# Floating-point routines

XLS provides implementations of several floating-point operations and may add more at any time. Here are listed notable details of our implementations or of floating-point operations in general. Unless otherwise specified, not possible or out-of-scope, all operations and types should be IEEE-754 compliant.

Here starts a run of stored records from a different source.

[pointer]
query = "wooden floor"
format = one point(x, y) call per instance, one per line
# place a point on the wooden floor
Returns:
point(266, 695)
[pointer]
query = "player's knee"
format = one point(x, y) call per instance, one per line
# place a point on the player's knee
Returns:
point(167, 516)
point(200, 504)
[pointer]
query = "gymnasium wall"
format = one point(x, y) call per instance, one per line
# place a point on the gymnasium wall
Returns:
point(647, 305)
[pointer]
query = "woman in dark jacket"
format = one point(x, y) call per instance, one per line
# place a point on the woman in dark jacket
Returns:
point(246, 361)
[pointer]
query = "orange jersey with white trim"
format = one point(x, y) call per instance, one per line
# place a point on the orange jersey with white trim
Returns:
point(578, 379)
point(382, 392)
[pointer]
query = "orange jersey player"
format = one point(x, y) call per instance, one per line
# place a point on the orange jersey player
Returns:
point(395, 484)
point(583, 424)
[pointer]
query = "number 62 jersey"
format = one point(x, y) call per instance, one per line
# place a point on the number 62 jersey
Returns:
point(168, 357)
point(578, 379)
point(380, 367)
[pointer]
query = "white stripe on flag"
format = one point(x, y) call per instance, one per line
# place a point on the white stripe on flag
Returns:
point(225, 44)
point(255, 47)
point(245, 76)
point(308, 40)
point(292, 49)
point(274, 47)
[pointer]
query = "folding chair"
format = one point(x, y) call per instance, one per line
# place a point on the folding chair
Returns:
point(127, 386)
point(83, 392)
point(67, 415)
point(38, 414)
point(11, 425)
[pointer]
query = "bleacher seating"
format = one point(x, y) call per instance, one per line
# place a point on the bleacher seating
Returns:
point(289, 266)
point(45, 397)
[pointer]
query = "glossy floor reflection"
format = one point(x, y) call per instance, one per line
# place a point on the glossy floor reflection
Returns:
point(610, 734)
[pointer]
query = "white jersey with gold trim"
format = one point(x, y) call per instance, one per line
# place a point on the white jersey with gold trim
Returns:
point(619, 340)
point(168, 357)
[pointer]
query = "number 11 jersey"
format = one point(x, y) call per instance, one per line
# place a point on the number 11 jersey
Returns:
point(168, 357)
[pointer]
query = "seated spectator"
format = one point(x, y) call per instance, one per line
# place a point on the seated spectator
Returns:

For example, floating-point exceptions have not been implemented; they're outside our current scope. The numeric results of multiplication, on the other hand, should exactly match those of any other compliant implementation.

## APFloat

Floating-point operations are, in general, defined by the same sequence of steps regardless of their underlying bit widths: fractional parts must be expanded then aligned, then an operation (add, multiply, etc.) must be performed, interpreting the fractions as integral types, followed by rounding, special case handling, and reconstructing an output FP type.

This observation leads to the possibility of generic floating-point routines: a fully parameterized add, for example, which can be instantiated with and 8-bit exponent and 23-bit fractional part for binary32 types, and an 11-bit exponent and 52-bit fractional part for binary64 types. Even more interesting, a hypothetical bfloat32 type could immediately be supported by, say, instantiating that adder with, say, 15 exponent bits and 16 fractional ones.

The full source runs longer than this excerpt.